The interesting articles on Subrahmanyan Chandrasekhar dealt primarily with his accomplishments in astrophysics. Less known, perhaps, is his pivotal role in bringing the significance of the Stokes polarization parameters1 to the attention of the optics community in 1946. Those parameters are now considered a cornerstone of modern optics.

In the late 1960s at the Catholic University of America, my doctoral thesis adviser, Peter Livingston, suggested that I express my final results in terms of the Stokes polarization parameters, which I had never heard of. After a little searching I found a paper by Ugo Fano2 that discussed the Stokes parameters. The first two references in Fano’s paper were to two French scientists,3 and the next was to Chandrasekhar’s 1946 paper.4 By 1940 the Stokes parameters were nearly forgotten in the English-language scientific literature, although they continued to be taught in France.

In 1942 one of those two French papers (reference [3], Perrin) suddenly and quietly brought the Stokes parameters back to light in the English-speaking world. However, few optical physicists regularly read the Journal of Chemical Physics. Furthermore, allied efforts during World War II meant that few US and UK scientists had time to read the literature.
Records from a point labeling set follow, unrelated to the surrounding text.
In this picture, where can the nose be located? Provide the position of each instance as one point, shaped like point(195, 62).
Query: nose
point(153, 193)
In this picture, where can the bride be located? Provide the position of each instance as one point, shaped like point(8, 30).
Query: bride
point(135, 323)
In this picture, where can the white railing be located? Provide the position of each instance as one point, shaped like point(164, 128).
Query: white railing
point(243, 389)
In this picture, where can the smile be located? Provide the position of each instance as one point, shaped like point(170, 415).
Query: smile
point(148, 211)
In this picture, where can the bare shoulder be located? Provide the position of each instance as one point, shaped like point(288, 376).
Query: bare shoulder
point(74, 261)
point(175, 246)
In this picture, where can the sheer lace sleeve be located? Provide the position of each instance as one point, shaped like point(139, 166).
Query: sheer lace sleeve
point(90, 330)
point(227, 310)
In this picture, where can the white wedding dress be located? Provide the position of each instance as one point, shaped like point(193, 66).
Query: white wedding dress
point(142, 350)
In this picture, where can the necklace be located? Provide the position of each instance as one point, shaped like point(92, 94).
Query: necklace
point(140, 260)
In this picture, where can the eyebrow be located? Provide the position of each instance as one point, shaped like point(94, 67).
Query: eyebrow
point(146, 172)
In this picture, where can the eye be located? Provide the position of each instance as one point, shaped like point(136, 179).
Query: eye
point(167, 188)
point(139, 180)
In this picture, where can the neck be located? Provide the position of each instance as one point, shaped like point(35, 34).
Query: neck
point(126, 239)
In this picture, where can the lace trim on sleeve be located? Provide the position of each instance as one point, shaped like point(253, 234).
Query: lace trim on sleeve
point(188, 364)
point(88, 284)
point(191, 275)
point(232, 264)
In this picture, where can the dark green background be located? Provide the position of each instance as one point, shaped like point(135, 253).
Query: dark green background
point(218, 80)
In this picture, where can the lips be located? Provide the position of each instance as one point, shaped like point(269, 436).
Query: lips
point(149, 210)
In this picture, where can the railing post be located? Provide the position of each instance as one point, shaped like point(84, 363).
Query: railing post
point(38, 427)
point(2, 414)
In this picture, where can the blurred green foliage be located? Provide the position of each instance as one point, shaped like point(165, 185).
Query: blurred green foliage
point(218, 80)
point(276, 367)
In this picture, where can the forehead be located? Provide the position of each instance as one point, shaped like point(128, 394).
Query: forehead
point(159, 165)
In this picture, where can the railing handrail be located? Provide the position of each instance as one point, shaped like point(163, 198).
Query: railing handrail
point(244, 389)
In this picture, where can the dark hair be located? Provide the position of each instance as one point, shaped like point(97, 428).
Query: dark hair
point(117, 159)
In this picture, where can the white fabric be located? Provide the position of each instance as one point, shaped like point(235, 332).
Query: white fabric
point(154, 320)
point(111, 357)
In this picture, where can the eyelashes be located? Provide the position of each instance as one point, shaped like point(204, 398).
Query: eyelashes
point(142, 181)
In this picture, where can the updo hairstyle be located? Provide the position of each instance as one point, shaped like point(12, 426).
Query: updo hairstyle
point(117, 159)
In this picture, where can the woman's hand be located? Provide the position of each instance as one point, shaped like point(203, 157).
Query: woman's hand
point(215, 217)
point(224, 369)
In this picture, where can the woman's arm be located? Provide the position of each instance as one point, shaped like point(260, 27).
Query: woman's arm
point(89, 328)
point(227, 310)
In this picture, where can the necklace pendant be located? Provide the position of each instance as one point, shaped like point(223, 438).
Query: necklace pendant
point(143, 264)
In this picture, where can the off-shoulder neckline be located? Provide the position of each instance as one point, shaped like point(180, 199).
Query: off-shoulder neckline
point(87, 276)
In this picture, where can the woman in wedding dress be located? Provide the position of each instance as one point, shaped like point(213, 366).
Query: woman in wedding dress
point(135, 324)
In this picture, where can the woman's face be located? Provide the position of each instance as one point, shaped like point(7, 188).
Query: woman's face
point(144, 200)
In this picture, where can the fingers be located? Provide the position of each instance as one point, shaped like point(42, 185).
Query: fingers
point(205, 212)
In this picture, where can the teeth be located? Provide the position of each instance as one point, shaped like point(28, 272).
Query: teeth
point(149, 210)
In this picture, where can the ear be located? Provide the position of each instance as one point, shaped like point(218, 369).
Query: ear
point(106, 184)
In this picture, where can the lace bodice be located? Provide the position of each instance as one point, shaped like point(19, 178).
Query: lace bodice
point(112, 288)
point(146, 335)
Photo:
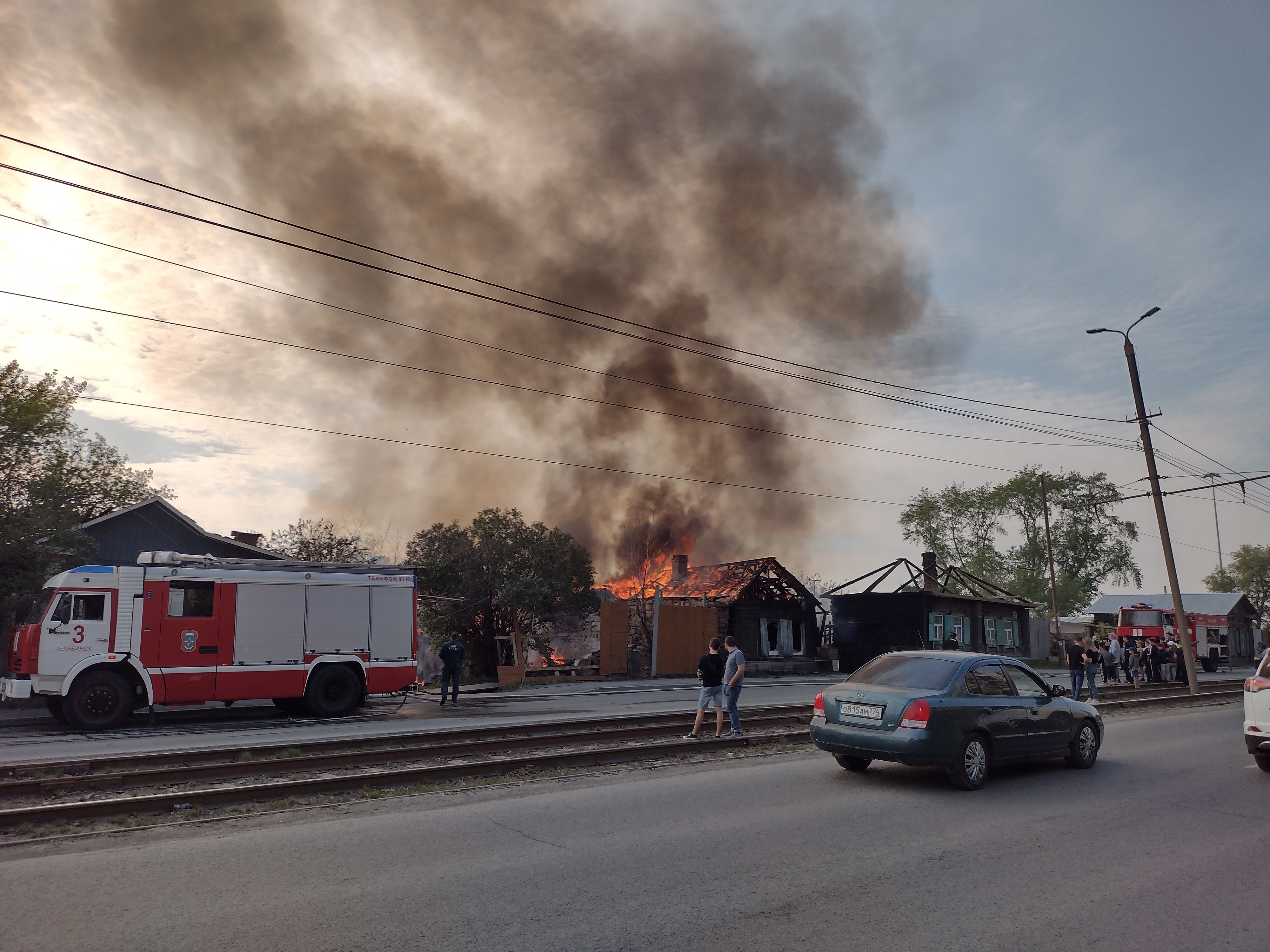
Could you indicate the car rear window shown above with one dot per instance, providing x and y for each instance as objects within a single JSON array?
[{"x": 900, "y": 672}]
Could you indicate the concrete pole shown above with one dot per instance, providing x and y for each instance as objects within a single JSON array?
[
  {"x": 657, "y": 612},
  {"x": 1050, "y": 553},
  {"x": 1180, "y": 628}
]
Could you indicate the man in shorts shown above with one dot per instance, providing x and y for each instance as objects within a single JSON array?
[
  {"x": 733, "y": 680},
  {"x": 711, "y": 675}
]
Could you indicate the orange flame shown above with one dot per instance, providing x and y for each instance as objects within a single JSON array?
[{"x": 641, "y": 582}]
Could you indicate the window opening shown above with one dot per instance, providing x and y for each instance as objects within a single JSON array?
[
  {"x": 191, "y": 600},
  {"x": 1026, "y": 685},
  {"x": 991, "y": 681},
  {"x": 90, "y": 609},
  {"x": 63, "y": 612}
]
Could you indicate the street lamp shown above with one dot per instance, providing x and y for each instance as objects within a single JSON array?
[{"x": 1158, "y": 498}]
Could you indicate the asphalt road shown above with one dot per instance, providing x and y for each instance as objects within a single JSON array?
[{"x": 1163, "y": 846}]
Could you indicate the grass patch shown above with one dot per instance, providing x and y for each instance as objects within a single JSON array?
[{"x": 277, "y": 804}]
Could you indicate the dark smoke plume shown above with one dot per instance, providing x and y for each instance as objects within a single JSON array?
[{"x": 648, "y": 164}]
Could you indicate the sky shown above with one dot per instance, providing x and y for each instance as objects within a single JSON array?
[{"x": 1046, "y": 169}]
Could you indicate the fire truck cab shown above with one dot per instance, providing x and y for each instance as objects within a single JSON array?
[
  {"x": 1208, "y": 633},
  {"x": 314, "y": 638}
]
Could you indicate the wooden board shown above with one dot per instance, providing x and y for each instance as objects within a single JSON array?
[
  {"x": 684, "y": 635},
  {"x": 614, "y": 624}
]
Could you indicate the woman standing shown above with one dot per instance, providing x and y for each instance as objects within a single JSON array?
[
  {"x": 1135, "y": 658},
  {"x": 1109, "y": 667}
]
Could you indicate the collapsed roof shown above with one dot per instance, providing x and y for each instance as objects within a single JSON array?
[{"x": 754, "y": 581}]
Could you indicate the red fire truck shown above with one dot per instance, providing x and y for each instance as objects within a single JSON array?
[
  {"x": 314, "y": 638},
  {"x": 1208, "y": 631}
]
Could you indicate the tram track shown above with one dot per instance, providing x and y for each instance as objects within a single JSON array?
[{"x": 396, "y": 761}]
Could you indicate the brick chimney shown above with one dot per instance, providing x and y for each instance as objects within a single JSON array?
[
  {"x": 679, "y": 568},
  {"x": 930, "y": 574}
]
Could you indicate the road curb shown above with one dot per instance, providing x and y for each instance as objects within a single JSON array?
[{"x": 1146, "y": 704}]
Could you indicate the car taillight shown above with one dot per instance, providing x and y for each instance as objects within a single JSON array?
[{"x": 916, "y": 715}]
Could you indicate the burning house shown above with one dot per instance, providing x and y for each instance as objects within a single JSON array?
[
  {"x": 926, "y": 610},
  {"x": 669, "y": 621}
]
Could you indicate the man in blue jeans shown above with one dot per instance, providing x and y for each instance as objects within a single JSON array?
[
  {"x": 451, "y": 664},
  {"x": 733, "y": 681},
  {"x": 1076, "y": 662}
]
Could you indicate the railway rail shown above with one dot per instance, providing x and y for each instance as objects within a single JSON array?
[
  {"x": 587, "y": 743},
  {"x": 491, "y": 744}
]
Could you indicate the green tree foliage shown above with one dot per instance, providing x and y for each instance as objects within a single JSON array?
[
  {"x": 1248, "y": 571},
  {"x": 54, "y": 477},
  {"x": 322, "y": 541},
  {"x": 1092, "y": 545},
  {"x": 505, "y": 572}
]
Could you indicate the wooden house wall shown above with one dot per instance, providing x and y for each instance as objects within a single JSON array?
[
  {"x": 869, "y": 625},
  {"x": 744, "y": 620}
]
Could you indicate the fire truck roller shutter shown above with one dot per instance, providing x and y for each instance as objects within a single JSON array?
[
  {"x": 392, "y": 624},
  {"x": 338, "y": 620},
  {"x": 270, "y": 624}
]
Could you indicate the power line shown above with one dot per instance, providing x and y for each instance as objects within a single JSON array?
[
  {"x": 530, "y": 357},
  {"x": 1264, "y": 497},
  {"x": 551, "y": 314},
  {"x": 493, "y": 285},
  {"x": 482, "y": 453},
  {"x": 491, "y": 383}
]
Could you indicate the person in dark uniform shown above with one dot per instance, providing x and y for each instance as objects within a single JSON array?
[{"x": 451, "y": 658}]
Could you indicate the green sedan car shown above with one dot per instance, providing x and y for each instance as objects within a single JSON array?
[{"x": 965, "y": 713}]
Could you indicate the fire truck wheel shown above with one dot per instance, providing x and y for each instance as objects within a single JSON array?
[
  {"x": 57, "y": 709},
  {"x": 333, "y": 692},
  {"x": 98, "y": 701}
]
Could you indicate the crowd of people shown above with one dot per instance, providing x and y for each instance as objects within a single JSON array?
[{"x": 1132, "y": 661}]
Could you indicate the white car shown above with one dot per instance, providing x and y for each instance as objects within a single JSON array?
[{"x": 1257, "y": 714}]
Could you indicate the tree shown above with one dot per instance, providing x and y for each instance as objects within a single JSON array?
[
  {"x": 1248, "y": 572},
  {"x": 1092, "y": 545},
  {"x": 505, "y": 572},
  {"x": 54, "y": 478},
  {"x": 959, "y": 526},
  {"x": 322, "y": 541}
]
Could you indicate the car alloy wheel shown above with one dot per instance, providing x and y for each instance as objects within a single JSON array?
[
  {"x": 976, "y": 762},
  {"x": 1088, "y": 743},
  {"x": 972, "y": 765},
  {"x": 1084, "y": 751}
]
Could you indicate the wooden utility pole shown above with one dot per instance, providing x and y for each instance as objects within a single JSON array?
[
  {"x": 1180, "y": 628},
  {"x": 1050, "y": 553}
]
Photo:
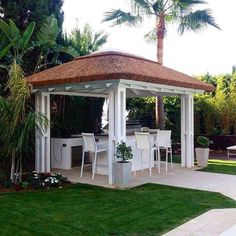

I was especially interested in knowing how Chandrasekhar, working in astrophysics, had found out about the Stokes parameters. He was to receive an astrophysics award at the 1969 annual meeting of the American Physical Society, and I decided to attend. Arriving early at the ceremony, I found him sitting by himself. I introduced myself, told him briefly about my research, and asked how he had learned about the Stokes parameters. His face lit up, he invited me to sit down, and he answered, “Because of a bet!”

In the early 1940s at the University of Chicago, Chandrasekhar explained, he had begun to write a series of papers on radiative transfer, and every Monday he would meet George Uhlenbeck and Gregory Breit for tea and coffee in the university lounge. At one of those meetings in 1945 he said that he had gone as far as he could with radiative transfer and that all that was left was to include the effects of optical polarization. Uhlenbeck said, “That might be more difficult than you think.” But Chandrasekhar was so confident he would have the complete solution by the following Monday that he made a $1 bet with Uhlenbeck.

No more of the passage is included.